第10話

 馬が地を駆ける音が聞こえる。その音はだんだんと大きくなり、私たちを目指しているのは明らかだ。

 次第に馬にまたがる人物の姿が露わになる。その人物は私たちの姿を捉えるなり、大声を上げた。


「ま、まってくれ!ソフィア!」


 ターナーは、やや信じられないといった表情を浮かべている。私も心の中では、同じような表情をしていた。
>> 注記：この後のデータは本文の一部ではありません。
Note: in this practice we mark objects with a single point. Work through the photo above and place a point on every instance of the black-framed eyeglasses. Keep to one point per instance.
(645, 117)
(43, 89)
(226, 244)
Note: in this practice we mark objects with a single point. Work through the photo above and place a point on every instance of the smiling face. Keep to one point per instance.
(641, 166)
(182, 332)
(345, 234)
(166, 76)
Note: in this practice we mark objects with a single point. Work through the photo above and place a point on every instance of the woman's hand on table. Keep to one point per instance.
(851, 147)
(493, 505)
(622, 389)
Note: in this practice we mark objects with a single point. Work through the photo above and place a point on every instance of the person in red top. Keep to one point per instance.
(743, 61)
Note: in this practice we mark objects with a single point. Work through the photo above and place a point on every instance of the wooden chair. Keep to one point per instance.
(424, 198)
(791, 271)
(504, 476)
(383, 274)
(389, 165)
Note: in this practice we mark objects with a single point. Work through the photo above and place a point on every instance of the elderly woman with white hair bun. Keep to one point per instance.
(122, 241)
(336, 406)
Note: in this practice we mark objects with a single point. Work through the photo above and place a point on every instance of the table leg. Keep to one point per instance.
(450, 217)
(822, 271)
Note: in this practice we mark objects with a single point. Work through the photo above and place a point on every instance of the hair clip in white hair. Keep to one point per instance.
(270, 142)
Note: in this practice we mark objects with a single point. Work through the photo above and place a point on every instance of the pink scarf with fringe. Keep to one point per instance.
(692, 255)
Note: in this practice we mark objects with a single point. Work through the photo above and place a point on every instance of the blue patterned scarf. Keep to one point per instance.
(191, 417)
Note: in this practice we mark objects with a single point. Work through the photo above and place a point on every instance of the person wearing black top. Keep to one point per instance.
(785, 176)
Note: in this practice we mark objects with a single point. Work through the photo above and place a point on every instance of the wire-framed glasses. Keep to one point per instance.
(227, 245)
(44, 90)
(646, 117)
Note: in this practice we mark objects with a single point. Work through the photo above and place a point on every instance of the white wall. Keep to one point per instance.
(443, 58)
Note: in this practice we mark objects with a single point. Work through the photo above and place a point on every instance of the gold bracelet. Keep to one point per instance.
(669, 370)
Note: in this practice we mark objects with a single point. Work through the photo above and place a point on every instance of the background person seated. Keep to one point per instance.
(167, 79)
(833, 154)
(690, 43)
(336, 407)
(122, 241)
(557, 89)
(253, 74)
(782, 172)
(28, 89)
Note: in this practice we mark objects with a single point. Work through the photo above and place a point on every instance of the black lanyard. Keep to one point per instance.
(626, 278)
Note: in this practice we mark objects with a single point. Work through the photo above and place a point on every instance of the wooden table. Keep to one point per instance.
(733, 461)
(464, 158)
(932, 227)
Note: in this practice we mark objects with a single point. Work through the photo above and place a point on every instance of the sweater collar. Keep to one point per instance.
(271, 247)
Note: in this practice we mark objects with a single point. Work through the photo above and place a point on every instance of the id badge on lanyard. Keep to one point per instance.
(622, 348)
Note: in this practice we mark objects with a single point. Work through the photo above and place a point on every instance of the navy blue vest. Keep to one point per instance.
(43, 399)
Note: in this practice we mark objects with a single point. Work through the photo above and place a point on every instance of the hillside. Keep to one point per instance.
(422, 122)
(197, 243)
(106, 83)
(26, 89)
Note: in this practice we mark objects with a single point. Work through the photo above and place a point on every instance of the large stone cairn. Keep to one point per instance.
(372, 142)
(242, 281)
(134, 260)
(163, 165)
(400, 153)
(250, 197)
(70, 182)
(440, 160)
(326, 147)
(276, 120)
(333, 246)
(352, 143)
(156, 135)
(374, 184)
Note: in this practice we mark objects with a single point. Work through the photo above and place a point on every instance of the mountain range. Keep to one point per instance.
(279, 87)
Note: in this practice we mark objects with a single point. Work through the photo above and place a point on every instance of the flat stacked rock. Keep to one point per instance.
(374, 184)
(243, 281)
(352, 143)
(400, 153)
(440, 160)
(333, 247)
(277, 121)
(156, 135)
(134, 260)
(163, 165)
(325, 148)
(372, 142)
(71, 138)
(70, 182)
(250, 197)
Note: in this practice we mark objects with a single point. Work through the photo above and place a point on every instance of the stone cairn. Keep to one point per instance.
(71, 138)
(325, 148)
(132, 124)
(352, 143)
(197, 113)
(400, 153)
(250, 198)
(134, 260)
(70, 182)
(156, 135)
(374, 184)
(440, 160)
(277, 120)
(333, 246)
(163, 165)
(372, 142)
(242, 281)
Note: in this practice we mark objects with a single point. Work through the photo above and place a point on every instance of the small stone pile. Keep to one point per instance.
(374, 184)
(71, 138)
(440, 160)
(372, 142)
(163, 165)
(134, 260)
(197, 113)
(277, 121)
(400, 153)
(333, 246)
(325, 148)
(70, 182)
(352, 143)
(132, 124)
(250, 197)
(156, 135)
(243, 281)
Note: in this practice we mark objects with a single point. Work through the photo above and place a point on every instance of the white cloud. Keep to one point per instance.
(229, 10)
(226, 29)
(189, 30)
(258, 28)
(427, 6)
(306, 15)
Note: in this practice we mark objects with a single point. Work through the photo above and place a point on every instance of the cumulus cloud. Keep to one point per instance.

 現れた人物は、フランツ公爵その人であった。公爵は私たちの近くまで来ると馬の足を止め、一息ついてから続けた。


「ま、まってくれ、は、話をしようソフィア…」


 間違いない。この人は私が本来の性格に目覚めたことに気付いたのだろう。ついさっきまでの高圧的な態度はどこへやら、といった感じだ。

 

「話とは、何でしょう?」


 私は努めて冷静に返事をした。公爵は気持ちの悪い笑みを浮かべながら、言う。


「ぼ、僕が悪かった!いくら君が平民の女とはいえ、一方的な婚約破棄なんて非常識だった!き、君が納得できないというのも無理もない話だ!」


 私はターナーの方を見た。彼は目を伏せ、心底絶望したといった表情を浮かべている。まあ、私も同じようなものだけれど。


「はあ、それで?」


 冷静に返したかったけれど、思わず呆れた声が出てしまった。公爵はそんな私の態度に構わず、続ける。


「ぼ、僕は君を許す!エリーゼをいじめたことも見逃す!だから一緒にやり直そうじゃないか!」


 …まず、何から言ってやればいいものか。仮にもこんな男が私の元婚約者だなんて…

 彼の考えを要約するとこうだろう。気まぐれで私に婚約を持ちかけ、私が何も言い返さない操り人形であることに気を良くした公爵。これからもその関係を続けるつもりであったけれど、婚約破棄をきっかけにこれまでの私が死んだことに気づき、私に復讐されることを恐れてここまで追いかけてきた、といったところか。

 私がなにより腹が立つのが、この男のこの行動はエリーゼのためであろうことだ。公爵がプライドを捨て平民女に頭を下げに来る理由など、あの妹以外に考えられない。

 この人をこの場で殴ってやりたい衝動に駆られるが、今は自分を自制しなければ。あの妹とこの男を地獄に落とすためには、今は冷静にならなければならない。

 私は一度深呼吸をし、返事をした。


「…承知しました。では、今回の事は無かったことに」


「あ、ああ」


 公爵は、ややホッとした表情をうかべる。一方でターナーは何か言いたげな表情だけれど、私は気にせず続けた。


「ですが、ふたつ条件が」


「じょ、条件だと!?あまり調子に…」


 公爵はそこまで言って、言いよどむ。自分の立場を少しは理解したらしい。それを見て私は、改めて条件を告げた。